The former prime minister has expressed her fears about possible rigging at the forthcoming city corporation elections. The nation hopes, along with her, that the fairness of the elections will be maintained strictly by all. This entire matter of rigging, let the nation be reminded, would not be there if the Bangladesh Nationalist Party and its leaders had not initiated the process of questionable voting practices. The Yes-No referendum organized by General Zia in April 1977 comes to mind. So do the stealing of votes at the Magura bye-election of 1994 and the general elections minus voters of February 1996 during the BNP regime. But, of course, none of this history is ever referred to by Begum Zia or her loyalists.
The BNP chief's press conference yesterday brought into the public domain issues of a more serious, indeed extremely grave import. The former prime minister openly asked voters to accept bribes from those who offered it to them, but then advised them to cast their votes in accordance with their conscience. That advice raises some clear and worrying ethical questions. In the first place, asking voters to accept bribe money is tantamount to telling them that such corrupt practices are all right, especially when the advice comes from an individual who has been head of government more than once. In the second, even as she advised voters to keep their faith --- imaan --- intact, Begum Zia was sending out the message to them that being corrupt and being true to faith could be measured on the same scale or that the two were interchangeable. It was almost like asking a man to get drunk but not forget to offer prayers. Is it not a violation of the electoral code of conduct to ask voters to take money from candidates?

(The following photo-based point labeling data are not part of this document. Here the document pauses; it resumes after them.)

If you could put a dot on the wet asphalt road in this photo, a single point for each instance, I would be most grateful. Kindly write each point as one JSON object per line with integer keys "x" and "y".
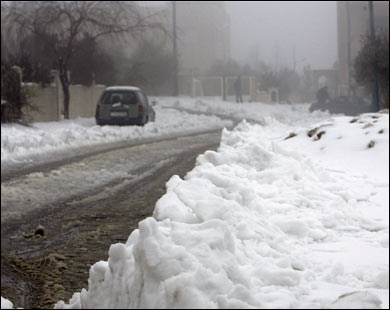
{"x": 82, "y": 217}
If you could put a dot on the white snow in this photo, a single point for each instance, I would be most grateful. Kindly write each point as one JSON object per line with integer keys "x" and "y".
{"x": 21, "y": 144}
{"x": 264, "y": 222}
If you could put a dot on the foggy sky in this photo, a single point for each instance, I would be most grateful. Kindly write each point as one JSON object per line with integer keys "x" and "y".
{"x": 275, "y": 27}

Politicians grow in office --- and out of it as well. They are expected to serve as beacons to the societies they aspire to provide leadership to. They are expected to abide by norms and rules and conventions. When yesterday the BNP Chairperson made a direct appeal to voters to cast their ballots in favour of the candidates from her party, she chose not to remember that the city corporation elections were non-party. More importantly, by soliciting votes for her people, she made sure that her demand for a level playing field was itself being undermined by her. She spoke for her candidates, but the same was absent in the case of candidates coming from the Awami League, the Jatiya Party and other organizations. Neither Sheikh Hasina nor her ministers were able to seek votes for their candidates. General Ershad and his party leaders stayed away from such electioneering. They were all upholding the electoral code of conduct. Begum Zia wasn't. What lessons should one to draw from such deliberate violations of the rules of the game? The answer is simple, which is that the BNP chief is free to flout the rules but everyone else must abide by them. She can even ignore court orders to demonstrate her 'uncompromising' leadership. Is she above the law?

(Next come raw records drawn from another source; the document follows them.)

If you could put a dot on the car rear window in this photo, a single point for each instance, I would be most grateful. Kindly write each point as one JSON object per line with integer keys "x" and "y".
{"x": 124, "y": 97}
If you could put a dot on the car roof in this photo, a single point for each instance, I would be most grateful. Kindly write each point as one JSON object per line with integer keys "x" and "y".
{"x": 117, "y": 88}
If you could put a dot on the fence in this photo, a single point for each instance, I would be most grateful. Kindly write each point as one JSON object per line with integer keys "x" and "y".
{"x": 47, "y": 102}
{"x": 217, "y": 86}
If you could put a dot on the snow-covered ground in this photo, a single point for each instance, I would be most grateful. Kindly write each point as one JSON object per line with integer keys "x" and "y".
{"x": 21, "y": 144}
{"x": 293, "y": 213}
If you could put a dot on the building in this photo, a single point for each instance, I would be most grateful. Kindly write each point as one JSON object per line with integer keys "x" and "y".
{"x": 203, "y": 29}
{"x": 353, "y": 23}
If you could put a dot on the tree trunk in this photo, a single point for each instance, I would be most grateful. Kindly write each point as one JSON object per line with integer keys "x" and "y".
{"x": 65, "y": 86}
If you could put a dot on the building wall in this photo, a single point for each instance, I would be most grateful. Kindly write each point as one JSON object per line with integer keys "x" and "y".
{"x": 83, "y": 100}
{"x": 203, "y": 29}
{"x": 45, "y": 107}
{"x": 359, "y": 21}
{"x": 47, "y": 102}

One last word. It is quite understandable that as a mother Begum Zia will grieve for her dead child, an emotion she demonstrated naturally yesterday. But she showed absolutely no regret, demonstrated not a bit of contrition, had not a single word of sympathy, for the scores of citizens who have died as a consequence of her blockade and hartal agitation.
That is not what one expects of a former prime minister. When a leading politician goes into denial mode, into manifest tribalism, there is a clear conclusion to be drawn: her politics has shrunk and is no more geared to the welfare of the nation.
Hence, people must give their mandate through ballots to reply to Begum Zia and her BNP-Jamaat politics of petrol bombs, violence and arson.